To enlarge the breasts, surgeons use implants. There are two main types of FDA-approved implants: saline implants and silicone implants (other types are currently under review, such as form stable implants). Both are made from a solid silicone, rubber shell; the shell is filled with either saline (sterile salt water) or elastic silicone gel. Women who opt for breast implants have usually been dissatisfied with the size of their breasts for some time and are ready to make an investment in their appearance.
A breast lift, also known as a mastopexy, literally lifts or changes the shape of the breasts. There are full breast lifts or modified breast lifts, depending on the look you want. Often part of a “Mommy Makeover,” breast lifts are ideal for women who have recently stopped nursing babies and are looking to get back to their pre-pregnancy bodies. Women who have lost a significant amount of weight and don’t like the saggy look of their breasts can also opt for a breast lift, which moves the breasts higher up on the chest and restores a more youthful look.
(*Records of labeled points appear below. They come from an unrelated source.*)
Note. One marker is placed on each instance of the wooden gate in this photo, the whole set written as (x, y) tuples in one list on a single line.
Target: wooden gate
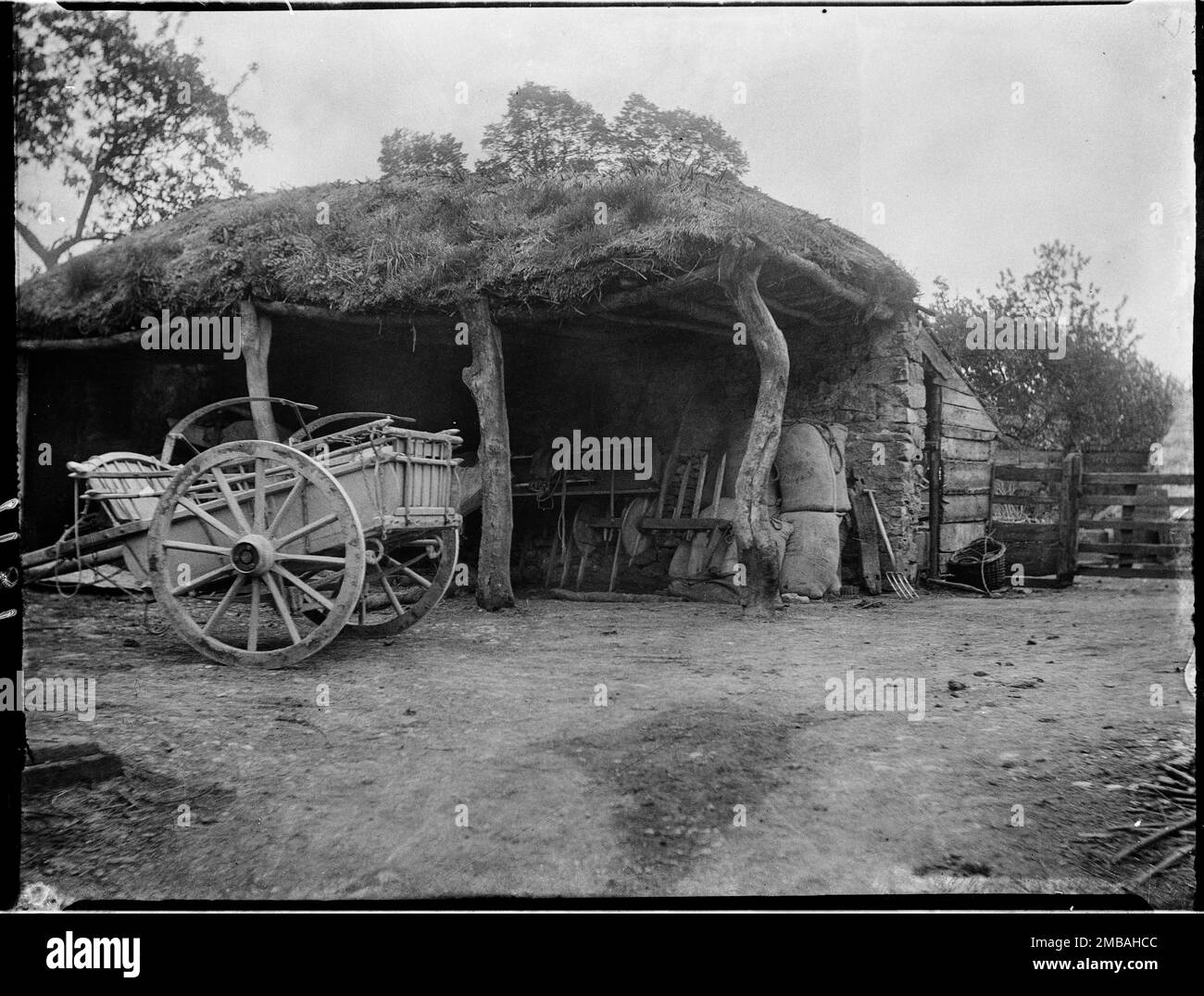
[(1060, 515)]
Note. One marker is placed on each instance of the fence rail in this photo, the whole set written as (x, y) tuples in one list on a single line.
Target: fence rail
[(1060, 533)]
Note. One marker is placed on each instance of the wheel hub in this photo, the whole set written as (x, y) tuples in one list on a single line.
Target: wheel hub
[(253, 555)]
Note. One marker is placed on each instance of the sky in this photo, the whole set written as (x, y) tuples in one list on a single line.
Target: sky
[(956, 140)]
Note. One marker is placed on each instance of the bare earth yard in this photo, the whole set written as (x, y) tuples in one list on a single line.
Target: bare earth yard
[(705, 713)]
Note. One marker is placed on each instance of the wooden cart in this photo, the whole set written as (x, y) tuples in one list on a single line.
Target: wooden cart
[(261, 551)]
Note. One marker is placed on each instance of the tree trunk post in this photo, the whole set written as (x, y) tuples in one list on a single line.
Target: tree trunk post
[(22, 429), (485, 378), (741, 266), (257, 342)]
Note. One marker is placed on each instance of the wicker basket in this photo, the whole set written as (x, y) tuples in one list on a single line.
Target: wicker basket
[(982, 563)]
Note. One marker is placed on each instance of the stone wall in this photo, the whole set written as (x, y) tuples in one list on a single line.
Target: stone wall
[(872, 381)]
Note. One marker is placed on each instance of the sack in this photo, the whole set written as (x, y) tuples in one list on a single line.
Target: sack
[(810, 468), (811, 565)]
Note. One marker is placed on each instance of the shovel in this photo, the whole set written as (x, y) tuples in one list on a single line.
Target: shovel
[(898, 582)]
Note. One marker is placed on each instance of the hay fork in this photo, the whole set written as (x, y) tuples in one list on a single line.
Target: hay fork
[(898, 582)]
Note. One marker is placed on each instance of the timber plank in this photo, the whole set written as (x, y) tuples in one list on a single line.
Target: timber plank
[(1135, 573)]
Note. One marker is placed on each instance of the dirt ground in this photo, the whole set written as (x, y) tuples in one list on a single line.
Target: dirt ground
[(705, 713)]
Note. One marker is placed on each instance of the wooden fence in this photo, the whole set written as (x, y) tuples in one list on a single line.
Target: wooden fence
[(1044, 509)]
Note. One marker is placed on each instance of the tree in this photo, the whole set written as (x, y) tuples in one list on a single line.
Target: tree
[(1099, 394), (135, 128), (545, 131), (643, 132), (406, 152)]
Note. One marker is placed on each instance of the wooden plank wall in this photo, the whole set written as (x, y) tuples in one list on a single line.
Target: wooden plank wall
[(968, 437)]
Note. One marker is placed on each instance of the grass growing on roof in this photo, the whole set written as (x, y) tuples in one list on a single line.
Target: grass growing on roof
[(424, 242)]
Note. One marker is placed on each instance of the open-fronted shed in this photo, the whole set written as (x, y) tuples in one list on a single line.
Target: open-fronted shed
[(646, 304)]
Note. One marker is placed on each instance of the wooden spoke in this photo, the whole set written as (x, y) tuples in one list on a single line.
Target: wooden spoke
[(416, 577), (180, 545), (306, 530), (401, 589), (282, 607), (203, 579), (242, 480), (312, 558), (232, 501), (392, 597), (297, 583), (284, 506), (259, 512), (192, 506), (233, 589)]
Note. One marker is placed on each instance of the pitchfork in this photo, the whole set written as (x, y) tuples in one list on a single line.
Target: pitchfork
[(898, 582)]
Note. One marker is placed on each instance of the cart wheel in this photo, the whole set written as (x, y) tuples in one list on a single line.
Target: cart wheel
[(237, 539), (406, 577)]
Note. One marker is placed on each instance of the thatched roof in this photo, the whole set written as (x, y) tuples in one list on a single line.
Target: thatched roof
[(405, 246)]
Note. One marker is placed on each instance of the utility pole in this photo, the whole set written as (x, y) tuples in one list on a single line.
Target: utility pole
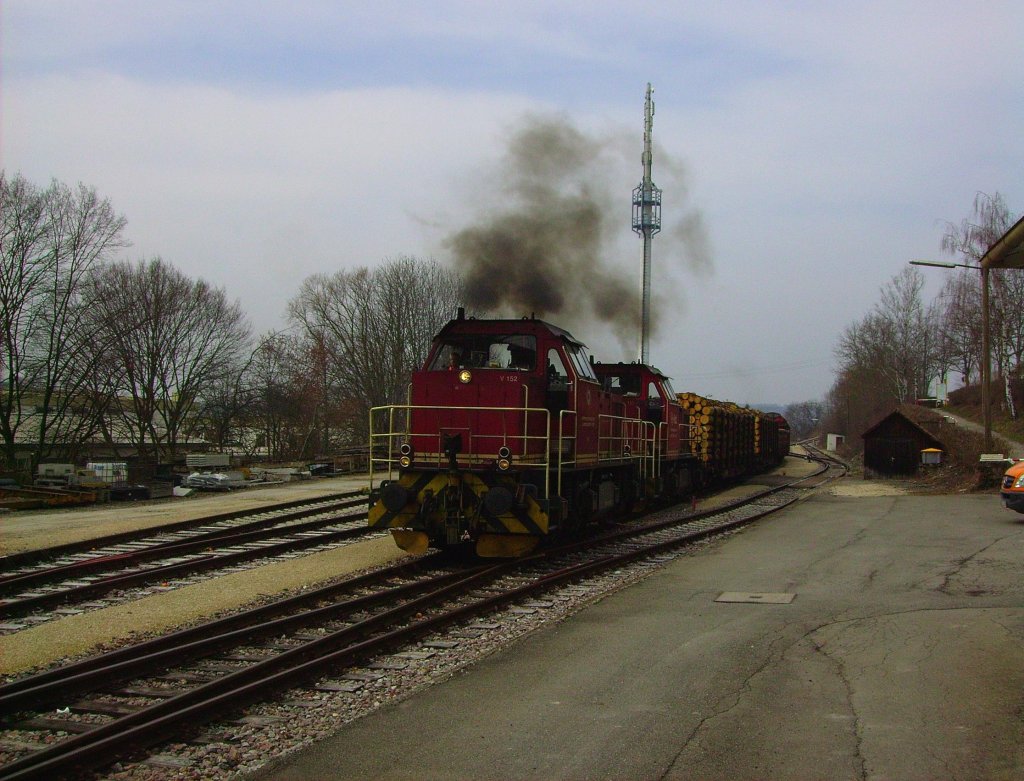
[(646, 220)]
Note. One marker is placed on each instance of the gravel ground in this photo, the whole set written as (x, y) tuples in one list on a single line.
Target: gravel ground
[(29, 529), (276, 728), (78, 635)]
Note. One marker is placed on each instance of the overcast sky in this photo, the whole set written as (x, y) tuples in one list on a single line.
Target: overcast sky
[(811, 147)]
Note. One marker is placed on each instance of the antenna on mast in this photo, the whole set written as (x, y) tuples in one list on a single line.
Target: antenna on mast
[(646, 219)]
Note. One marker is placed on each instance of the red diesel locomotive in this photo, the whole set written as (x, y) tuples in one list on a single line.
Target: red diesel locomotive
[(512, 434)]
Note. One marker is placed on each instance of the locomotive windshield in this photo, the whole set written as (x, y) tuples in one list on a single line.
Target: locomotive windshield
[(516, 351)]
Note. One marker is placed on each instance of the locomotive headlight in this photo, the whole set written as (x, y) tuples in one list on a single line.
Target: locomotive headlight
[(407, 454)]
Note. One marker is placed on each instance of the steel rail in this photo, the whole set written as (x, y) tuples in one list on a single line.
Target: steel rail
[(13, 607), (23, 558), (347, 645), (221, 536)]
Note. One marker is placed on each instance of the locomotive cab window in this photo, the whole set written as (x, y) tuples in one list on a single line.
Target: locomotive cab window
[(515, 352), (625, 384), (581, 361), (558, 382)]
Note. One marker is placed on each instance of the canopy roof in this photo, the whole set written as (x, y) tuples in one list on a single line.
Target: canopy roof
[(1009, 251)]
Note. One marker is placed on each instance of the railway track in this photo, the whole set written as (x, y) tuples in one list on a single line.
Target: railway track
[(41, 580), (117, 704)]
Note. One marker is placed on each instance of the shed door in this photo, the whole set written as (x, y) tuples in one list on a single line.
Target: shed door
[(900, 457)]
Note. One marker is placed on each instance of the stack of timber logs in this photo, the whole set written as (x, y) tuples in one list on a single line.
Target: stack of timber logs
[(727, 437)]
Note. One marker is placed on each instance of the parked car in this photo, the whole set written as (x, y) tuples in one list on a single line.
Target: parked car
[(1013, 486)]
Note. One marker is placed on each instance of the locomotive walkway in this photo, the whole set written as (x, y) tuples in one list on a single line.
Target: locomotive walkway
[(900, 655)]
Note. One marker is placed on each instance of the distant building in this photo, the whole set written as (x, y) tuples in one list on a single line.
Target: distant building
[(893, 445)]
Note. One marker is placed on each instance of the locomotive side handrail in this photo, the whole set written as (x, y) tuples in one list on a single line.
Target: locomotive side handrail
[(388, 439)]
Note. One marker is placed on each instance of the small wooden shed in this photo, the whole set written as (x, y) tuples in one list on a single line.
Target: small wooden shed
[(893, 445)]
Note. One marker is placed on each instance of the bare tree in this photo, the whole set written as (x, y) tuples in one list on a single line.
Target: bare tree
[(49, 242), (961, 318), (372, 330), (895, 343), (970, 241), (804, 418), (171, 337)]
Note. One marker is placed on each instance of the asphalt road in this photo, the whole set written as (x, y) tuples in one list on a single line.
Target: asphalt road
[(901, 656)]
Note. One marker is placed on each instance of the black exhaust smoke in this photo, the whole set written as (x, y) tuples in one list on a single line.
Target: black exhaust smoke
[(545, 248)]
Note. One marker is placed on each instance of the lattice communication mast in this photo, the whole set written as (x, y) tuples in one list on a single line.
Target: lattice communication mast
[(646, 219)]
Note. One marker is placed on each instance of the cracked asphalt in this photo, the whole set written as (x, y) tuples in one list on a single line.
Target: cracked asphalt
[(901, 657)]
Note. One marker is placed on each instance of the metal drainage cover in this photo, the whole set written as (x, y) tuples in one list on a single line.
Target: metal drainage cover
[(766, 598)]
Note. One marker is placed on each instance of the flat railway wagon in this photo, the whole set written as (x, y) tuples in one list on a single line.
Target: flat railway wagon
[(513, 434)]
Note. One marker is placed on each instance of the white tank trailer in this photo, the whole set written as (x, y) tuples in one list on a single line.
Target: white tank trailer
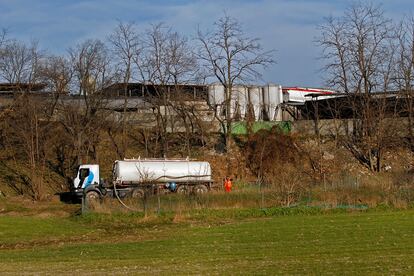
[(264, 100), (137, 177)]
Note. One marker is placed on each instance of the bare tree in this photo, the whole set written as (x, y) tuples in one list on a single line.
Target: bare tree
[(84, 119), (19, 62), (165, 63), (404, 76), (125, 46), (358, 48), (232, 58)]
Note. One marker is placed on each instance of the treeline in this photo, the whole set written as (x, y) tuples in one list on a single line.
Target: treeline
[(43, 133), (364, 52)]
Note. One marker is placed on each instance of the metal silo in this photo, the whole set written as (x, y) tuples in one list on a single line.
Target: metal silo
[(216, 97), (256, 101), (272, 99)]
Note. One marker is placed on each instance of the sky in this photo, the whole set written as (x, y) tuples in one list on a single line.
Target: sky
[(289, 27)]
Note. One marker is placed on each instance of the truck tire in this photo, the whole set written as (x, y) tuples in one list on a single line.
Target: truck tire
[(183, 189), (93, 196), (93, 199), (137, 193), (200, 189)]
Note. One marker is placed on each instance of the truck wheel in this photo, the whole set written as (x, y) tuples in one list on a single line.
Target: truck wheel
[(182, 189), (137, 193), (92, 196), (200, 189)]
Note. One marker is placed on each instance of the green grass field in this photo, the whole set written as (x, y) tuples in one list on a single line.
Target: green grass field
[(380, 242)]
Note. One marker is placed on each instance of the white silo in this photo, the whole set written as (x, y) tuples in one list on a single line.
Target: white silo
[(238, 102), (272, 99), (216, 97), (256, 101)]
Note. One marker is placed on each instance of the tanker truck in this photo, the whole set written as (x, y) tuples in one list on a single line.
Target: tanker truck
[(137, 177)]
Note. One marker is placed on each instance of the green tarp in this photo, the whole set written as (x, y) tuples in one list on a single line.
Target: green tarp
[(240, 128)]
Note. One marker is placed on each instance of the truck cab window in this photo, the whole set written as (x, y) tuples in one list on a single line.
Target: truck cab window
[(83, 173)]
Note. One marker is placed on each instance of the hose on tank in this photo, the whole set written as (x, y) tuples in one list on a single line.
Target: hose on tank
[(120, 201)]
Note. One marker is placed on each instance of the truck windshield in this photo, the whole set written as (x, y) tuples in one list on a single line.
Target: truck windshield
[(83, 173)]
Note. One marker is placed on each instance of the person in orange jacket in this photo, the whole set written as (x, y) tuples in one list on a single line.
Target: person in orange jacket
[(227, 184)]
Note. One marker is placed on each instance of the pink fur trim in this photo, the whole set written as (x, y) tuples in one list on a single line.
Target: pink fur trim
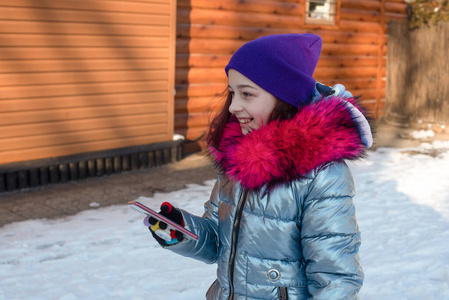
[(282, 151)]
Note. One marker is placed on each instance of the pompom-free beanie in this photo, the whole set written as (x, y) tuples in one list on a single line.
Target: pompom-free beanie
[(281, 64)]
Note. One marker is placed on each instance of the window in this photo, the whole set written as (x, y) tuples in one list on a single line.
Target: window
[(321, 12)]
Both women and men are candidates for breast reduction, also called reduction mammoplasty. Men with gynecomastia (larger mammary glands in men) or non-breast feeding women who have too much breast tissue — causing overly large breasts and a feeling of being disproportional — often opt for this surgery. For both women and men, breast reduction can help ease back pain and breathing problems. For women, breast lifts are sometimes performed along with breast reductions.
Breast reconstruction is available for women who have had a mastectomy or injury that involves the breasts. There are various techniques for breast reconstruction, including using the woman’s own tissue to recreate the breasts, or using tissue expansion implants. Depending on what procedure you choose, breast reconstruction can either be done at the same time as a mastectomy or as a separate surgery.